Hyperparameter Advice

Question

Hyperparameter Advice

Random-Word opened this issue 6 years ago · comments

Hi Tuomas. I'm trying out your SAC implementation on some of the continuous gym environments and I'm curious if you have any recommendations for how to best tune the hyperparameters. Using the defaults and a temperature of 1, for instance, leads to some wildly oscillating policy performance on LunarLanderContinuous or InvertedPendulum. The policy may generate very good returns, then suddenly in the next entry in progress.csv terrible returns, and oscillates up and down without stabilizing. Does that suggest the temperature parameter needs to be tuned, or are some of the other default hyperparameters not ideal for these sorts of tasks?

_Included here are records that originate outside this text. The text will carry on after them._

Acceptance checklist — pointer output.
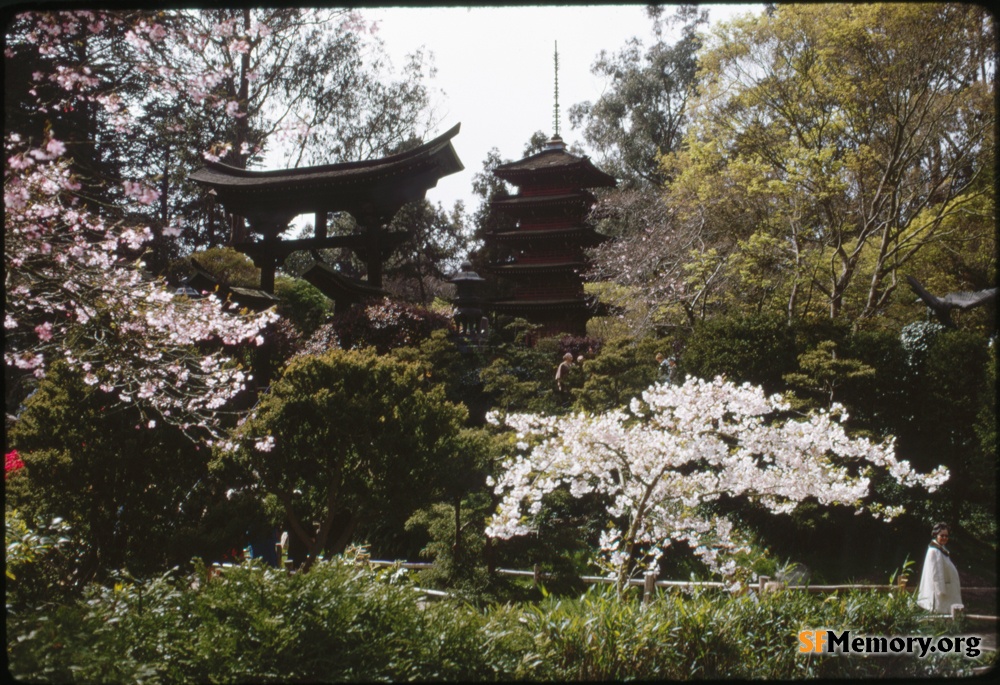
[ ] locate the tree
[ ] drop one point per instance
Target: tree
(823, 372)
(344, 438)
(218, 84)
(643, 111)
(125, 487)
(75, 292)
(839, 144)
(75, 288)
(675, 451)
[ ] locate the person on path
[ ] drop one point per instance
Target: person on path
(666, 367)
(939, 585)
(562, 372)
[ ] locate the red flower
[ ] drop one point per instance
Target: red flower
(12, 463)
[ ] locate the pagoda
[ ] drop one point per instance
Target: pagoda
(539, 264)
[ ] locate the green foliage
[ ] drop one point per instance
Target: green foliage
(341, 438)
(642, 113)
(623, 369)
(345, 621)
(755, 348)
(304, 305)
(40, 561)
(822, 372)
(457, 371)
(522, 377)
(386, 325)
(228, 266)
(120, 482)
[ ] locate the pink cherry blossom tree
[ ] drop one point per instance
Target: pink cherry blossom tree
(679, 448)
(75, 287)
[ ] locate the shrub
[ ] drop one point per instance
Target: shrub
(345, 621)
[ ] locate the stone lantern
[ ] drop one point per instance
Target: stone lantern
(468, 300)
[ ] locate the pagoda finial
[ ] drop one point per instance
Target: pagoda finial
(555, 117)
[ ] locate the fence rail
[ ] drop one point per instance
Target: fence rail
(649, 583)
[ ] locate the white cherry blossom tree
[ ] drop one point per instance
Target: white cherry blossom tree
(679, 448)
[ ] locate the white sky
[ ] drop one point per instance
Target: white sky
(495, 67)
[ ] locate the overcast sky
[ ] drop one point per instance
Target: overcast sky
(495, 67)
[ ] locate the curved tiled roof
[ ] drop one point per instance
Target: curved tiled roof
(378, 185)
(555, 162)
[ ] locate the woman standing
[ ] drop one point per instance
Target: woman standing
(939, 585)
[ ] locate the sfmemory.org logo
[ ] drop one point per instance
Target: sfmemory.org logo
(846, 642)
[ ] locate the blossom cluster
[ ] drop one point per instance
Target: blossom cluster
(75, 293)
(12, 463)
(75, 290)
(678, 448)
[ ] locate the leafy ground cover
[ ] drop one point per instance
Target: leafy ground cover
(349, 622)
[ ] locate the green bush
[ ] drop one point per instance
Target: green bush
(345, 621)
(758, 349)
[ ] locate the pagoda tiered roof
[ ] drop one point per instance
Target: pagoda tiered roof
(584, 235)
(555, 163)
(538, 268)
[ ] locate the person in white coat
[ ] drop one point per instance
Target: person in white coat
(939, 585)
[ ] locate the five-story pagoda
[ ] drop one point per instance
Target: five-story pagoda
(539, 264)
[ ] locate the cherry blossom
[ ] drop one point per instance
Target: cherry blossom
(678, 448)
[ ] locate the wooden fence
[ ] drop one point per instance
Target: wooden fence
(650, 582)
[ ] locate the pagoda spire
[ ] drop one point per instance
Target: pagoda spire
(555, 116)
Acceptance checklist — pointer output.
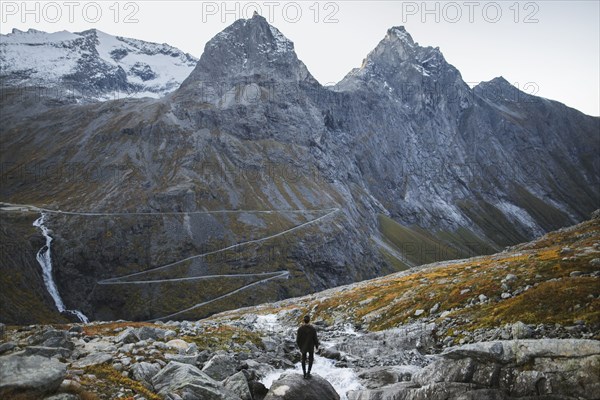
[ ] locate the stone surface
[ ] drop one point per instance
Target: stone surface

An example of the episode return for lunar lander against samples:

Thanks!

Tuomas Haarnoja · Answer 1 · Sat Aug 04 2018 09:15:05 GMT+0800 (China Standard Time)

Learning tasks that require high precision can be hard with maximum entropy rl algorithms. There can be lots of variation in returns since the optimal policy is stochastic. You can try evaluating the policy using the mean action when using a Gaussian representation, which could give more consistent results. Using the mean instead of sampling from the policy distribution is just a heuristic and is not guaranteed to work, but at least on simulated locomotion tasks it seems to help.

You can also take a look at the entropy to tune the reward scale. A good rule of thumb is to have average entropy roughly equal to the negative of the number of action dimensions.

Ross Story · Answer 2 · Wed Aug 15 2018 10:16:10 GMT+0800 (China Standard Time)

It was using a deterministic evaluation policy, but the GMM policy without the reparamaterization trick was unstable over a wide range of temperatures for this task. Your update nine days ago to match the latest paper made the results much more reliable. Thanks!